In doing web indexing of DR Congo 1984 Census records, I often see that the surname of the "head of
"head of household" is in the "surname" position (i.e. precedes the given name, separated by a hyphen. Then, listed below the head of household are the children of the head of household, but what appeared to be the head of household's surname is now in the "given name" position for multiple children. Project instructions say: "Don't assume a surname from others in the record." My question: Is the best way, then, to type both names on the "given name" space, as project instructions would appear to direct me?
For the best answer, please share the Batch Code for your batch. Someone might be able to help you decipher what you're seeing by examining your batch. The Batch Code is the combination of letters and numbers beginning with M at the end of the batch name. Looks like MXXX-XXX.

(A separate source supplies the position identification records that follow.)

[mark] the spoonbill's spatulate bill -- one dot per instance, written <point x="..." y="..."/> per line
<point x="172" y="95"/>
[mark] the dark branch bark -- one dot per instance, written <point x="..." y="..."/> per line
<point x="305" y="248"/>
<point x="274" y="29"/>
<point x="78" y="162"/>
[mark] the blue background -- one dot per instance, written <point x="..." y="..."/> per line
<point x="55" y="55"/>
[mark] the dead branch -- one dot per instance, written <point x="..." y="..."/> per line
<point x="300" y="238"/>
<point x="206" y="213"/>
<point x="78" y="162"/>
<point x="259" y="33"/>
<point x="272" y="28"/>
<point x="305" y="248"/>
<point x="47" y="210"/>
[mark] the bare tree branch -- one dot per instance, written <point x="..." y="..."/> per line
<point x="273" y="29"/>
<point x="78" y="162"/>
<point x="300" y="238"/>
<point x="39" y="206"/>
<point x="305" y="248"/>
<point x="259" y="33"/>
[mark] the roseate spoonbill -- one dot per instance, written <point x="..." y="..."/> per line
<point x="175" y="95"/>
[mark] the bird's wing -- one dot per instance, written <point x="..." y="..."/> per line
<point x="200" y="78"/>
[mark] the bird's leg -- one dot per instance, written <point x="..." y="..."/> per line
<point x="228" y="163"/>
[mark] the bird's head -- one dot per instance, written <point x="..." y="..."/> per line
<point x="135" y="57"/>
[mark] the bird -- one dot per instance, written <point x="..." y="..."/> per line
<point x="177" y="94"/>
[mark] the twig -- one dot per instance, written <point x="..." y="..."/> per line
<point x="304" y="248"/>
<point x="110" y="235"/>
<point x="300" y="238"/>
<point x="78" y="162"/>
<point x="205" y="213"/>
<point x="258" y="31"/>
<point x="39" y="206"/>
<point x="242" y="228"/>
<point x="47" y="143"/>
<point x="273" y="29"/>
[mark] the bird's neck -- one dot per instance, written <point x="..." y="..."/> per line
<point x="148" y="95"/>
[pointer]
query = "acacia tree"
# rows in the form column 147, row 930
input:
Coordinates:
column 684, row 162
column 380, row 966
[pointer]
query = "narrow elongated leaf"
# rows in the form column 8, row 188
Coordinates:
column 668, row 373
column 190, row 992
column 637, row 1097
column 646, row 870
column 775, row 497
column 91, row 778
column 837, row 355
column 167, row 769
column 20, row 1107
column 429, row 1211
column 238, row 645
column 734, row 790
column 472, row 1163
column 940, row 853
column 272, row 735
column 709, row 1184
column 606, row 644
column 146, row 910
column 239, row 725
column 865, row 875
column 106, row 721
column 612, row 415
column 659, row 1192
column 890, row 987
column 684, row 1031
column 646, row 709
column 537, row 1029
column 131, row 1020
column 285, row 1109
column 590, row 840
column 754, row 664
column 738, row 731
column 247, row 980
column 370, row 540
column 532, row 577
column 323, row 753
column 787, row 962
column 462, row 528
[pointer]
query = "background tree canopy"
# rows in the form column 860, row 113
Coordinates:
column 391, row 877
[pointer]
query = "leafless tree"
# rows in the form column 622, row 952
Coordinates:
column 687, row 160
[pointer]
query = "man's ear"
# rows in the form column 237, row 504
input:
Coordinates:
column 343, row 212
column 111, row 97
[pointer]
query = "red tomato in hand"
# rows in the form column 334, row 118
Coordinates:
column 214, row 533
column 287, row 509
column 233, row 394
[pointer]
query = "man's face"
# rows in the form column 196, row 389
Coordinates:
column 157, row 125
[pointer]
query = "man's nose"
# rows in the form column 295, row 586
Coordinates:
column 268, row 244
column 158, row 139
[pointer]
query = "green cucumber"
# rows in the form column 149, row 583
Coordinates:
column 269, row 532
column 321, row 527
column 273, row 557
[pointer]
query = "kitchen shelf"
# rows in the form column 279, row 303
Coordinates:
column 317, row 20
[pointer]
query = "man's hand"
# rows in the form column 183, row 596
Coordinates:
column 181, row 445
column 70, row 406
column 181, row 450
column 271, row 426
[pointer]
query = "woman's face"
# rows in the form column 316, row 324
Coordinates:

However, as you noted, if you cannot determine which components of a name on a record belong in the Given Names field and which should be in the Surname field, then yes, index the full name, exactly as written in the Given Names field. That is what your Project Instructions and the General Indexing Guidelines both direct you to do.1
Thank you, John Empoliti, for the above response. The batch in question is [Partie A] [M95Z-MLH]0
You're welcome @JexRodneyMichael1
I don't work on these records and really can't give you authoritative advice on dealing with these names. I hope that someone with experience in these records will weigh in.
I see that naming conventions in the Congo are complicated. There can be up to three components, not just two.
"In the Democratic Republic of the Congo, it is common for individuals to possess three separate names: a first name (prénom) and surname (nom) as well as a post-surname (postnom)."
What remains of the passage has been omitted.